"In a manner we are so. What control is there over us--over you, especially? You will live in the streets--or, if you prefer it, in any house you choose to enter; have a care, though, that it is one from which the healthy have fled in fear, not one in which the dead lie poisoning the air. At any moment you can hide yourselves away. While for us--well, there will come a night when we shall not return to the galleys. That is all."

"Has," asked Marion, "a chain of male emigrants entered Marseilles but a few hours before us? They should have done so, seeing that they were not more than a day in advance."

"Yes, yes. They have come. Yet their fortune was different; better or worse than yours, according to how one regards it. One of the merchant ships was still in the port--off the port--a league out to sea, and, well, they risked it. They took the human cargo; they are gone for New France.
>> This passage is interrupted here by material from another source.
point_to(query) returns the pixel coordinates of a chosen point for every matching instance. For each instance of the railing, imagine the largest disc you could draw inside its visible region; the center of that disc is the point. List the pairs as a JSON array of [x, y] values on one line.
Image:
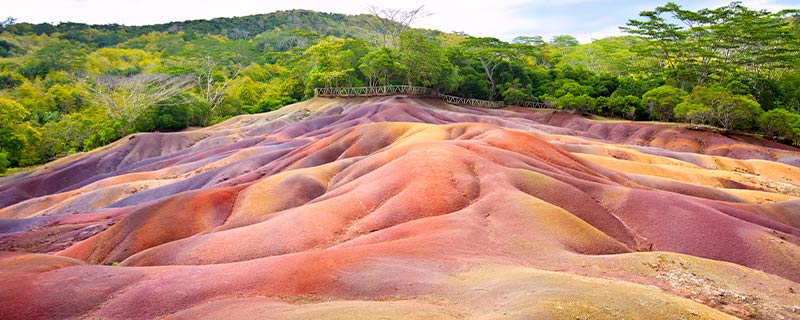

Had you a man amongst them whom you loved, my black beauty?" he asked, gazing into the dark eyes of Marion, those eyes whose splendour not all she had gone through could dull.

"My husband was amongst them," she replied quietly; while, to herself, she added: "Poor wretch! He did little enough good in marrying me. Yet this leaves me free to devote myself to her."

"Your husband," the convict exclaimed with a laugh. "Your husband? Good! he will never claim you. You can take another if you desire--the first one who falls in love with those superb glances."

"Vagabond! be still," she answered, with such a look from the very eyes he had been praising that the man was silent.

They were by now close to the northern gate of Marseilles; and here for a little while they halted, the Sheriff, whose name was Le Vieux--and who is still remembered there for his acts of mercy and goodness to all--addressing some archers who formed a group outside the gate, and bidding them produce food and wine, as well as some vinegar-steeped cloths for the neck of each woman.

"Who are they?" asked another Sheriff, who came up at this moment, while he scanned the worn and emaciated women and ran his eyes over their dusty and weather-stained clothes. "Surely you are not bringing to our charnel house the refugees from other stricken towns? Not from Toulon and Arles?"

"Nay," replied Le Vieux, "not so. But women who may, by God's grace, be yet of some service to those left alive. If there are any!" he added ominously. Then he asked: "What is the count to-day?"